4. Take photos of each of the children's smiles. Create an iPhoto book [http://support.apple.com/kb/VI196] with their smile and clues about the child based on their tooth information questionnaire. See if children can guess whose smile it is.
5. Using Kid Pix, each student should illustrate what happens to their tooth after it falls out. These drawings can be saved as .jpg and imported into iPhoto. Then the drawings can be used in iMovie HD. The student can record their story in the audio features of iMovie HD. The movie can be posted to the Apple Learning Exchange Gallery website.
Assessment Methods
- • Create a rubric to assess the students' movie projects.
Enrichment/Extension Activities
- 1. Create an iPhoto calendar [http://support.apple.com/kb/VI56 to keep track of when children lose their teeth throughout the year.
2. Read various stories from books about teeth or the tooth fairy. For example:
- • What Do the Fairies Do With All Those Teeth? by Michel Luppens
• Open Wide: Tooth School Inside by Laurie Keller
• How Many Teeth? (Let's-Read-and-Find-Out Science 1) by Paul Showers
• Dear Tooth Fairy by Alan Durant
• Nice Try, Tooth Fairy by Mary W Olson
- • Tooth Fairy Around the World [http://www.toothfairys.net/aroundtheworld.htm]
• Tooth Tally Project [http://wilburnes.wcpss.net/toothtally/tooth05.html]
Differentiation Strategies
- • The students can work in cooperative groups with students of varying abilities to make the iMovie HD projects.

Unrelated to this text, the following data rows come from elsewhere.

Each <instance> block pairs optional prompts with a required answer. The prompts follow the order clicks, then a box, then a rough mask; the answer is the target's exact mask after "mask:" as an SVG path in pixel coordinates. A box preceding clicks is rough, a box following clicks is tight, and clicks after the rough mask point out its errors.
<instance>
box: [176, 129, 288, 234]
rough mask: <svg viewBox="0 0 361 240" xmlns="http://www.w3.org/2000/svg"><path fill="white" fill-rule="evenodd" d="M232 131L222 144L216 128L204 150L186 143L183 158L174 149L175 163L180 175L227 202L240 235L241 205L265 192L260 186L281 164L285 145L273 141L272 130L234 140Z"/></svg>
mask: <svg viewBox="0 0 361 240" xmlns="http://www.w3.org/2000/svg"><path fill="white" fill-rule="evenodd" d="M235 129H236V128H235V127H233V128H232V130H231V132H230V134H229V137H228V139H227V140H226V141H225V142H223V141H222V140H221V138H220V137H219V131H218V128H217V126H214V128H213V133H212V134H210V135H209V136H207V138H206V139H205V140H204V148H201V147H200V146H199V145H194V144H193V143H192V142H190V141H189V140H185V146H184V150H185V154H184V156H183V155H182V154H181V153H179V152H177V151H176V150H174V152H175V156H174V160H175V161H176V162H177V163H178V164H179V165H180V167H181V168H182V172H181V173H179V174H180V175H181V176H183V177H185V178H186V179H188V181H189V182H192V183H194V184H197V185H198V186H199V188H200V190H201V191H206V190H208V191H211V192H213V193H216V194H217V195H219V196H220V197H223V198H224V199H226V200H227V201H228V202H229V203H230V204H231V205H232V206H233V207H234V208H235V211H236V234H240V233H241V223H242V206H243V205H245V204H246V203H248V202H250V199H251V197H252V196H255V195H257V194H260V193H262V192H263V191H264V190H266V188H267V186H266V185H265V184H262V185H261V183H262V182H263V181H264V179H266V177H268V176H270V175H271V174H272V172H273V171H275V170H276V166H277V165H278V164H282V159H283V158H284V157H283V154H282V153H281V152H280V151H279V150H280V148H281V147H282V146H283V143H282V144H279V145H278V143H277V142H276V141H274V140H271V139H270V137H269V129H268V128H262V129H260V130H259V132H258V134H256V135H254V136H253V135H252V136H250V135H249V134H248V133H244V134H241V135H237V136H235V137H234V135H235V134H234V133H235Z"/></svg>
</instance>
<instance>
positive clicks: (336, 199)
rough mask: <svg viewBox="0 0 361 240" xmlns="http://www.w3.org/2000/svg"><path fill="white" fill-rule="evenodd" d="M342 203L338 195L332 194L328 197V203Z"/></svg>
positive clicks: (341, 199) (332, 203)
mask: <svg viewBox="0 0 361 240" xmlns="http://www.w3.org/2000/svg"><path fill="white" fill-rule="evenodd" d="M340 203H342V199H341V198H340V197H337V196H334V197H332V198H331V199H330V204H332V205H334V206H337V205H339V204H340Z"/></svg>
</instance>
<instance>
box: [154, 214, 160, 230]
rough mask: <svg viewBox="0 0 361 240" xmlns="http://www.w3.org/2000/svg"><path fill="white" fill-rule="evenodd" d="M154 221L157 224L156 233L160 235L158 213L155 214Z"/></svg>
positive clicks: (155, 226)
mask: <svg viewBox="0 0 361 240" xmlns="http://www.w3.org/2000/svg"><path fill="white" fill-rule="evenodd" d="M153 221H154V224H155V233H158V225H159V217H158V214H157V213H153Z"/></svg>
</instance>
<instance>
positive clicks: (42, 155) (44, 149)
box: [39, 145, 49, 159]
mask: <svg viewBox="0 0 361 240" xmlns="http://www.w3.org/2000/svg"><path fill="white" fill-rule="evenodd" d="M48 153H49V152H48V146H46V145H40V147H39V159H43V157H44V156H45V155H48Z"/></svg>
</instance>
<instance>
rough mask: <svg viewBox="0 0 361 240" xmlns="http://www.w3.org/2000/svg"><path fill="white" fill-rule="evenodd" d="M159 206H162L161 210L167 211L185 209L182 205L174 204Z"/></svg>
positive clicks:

Connections and Extensions
- • Repeat this lesson using toothbrushes as a theme. What are the different kinds of toothbrushes and toothpaste used around the world?
• Discuss dental hygiene.
- • How many times a day do you brush your teeth?
• How often do you go to see a dentist?
• Is it important to take care of your teeth whether they are primary or permanent teeth?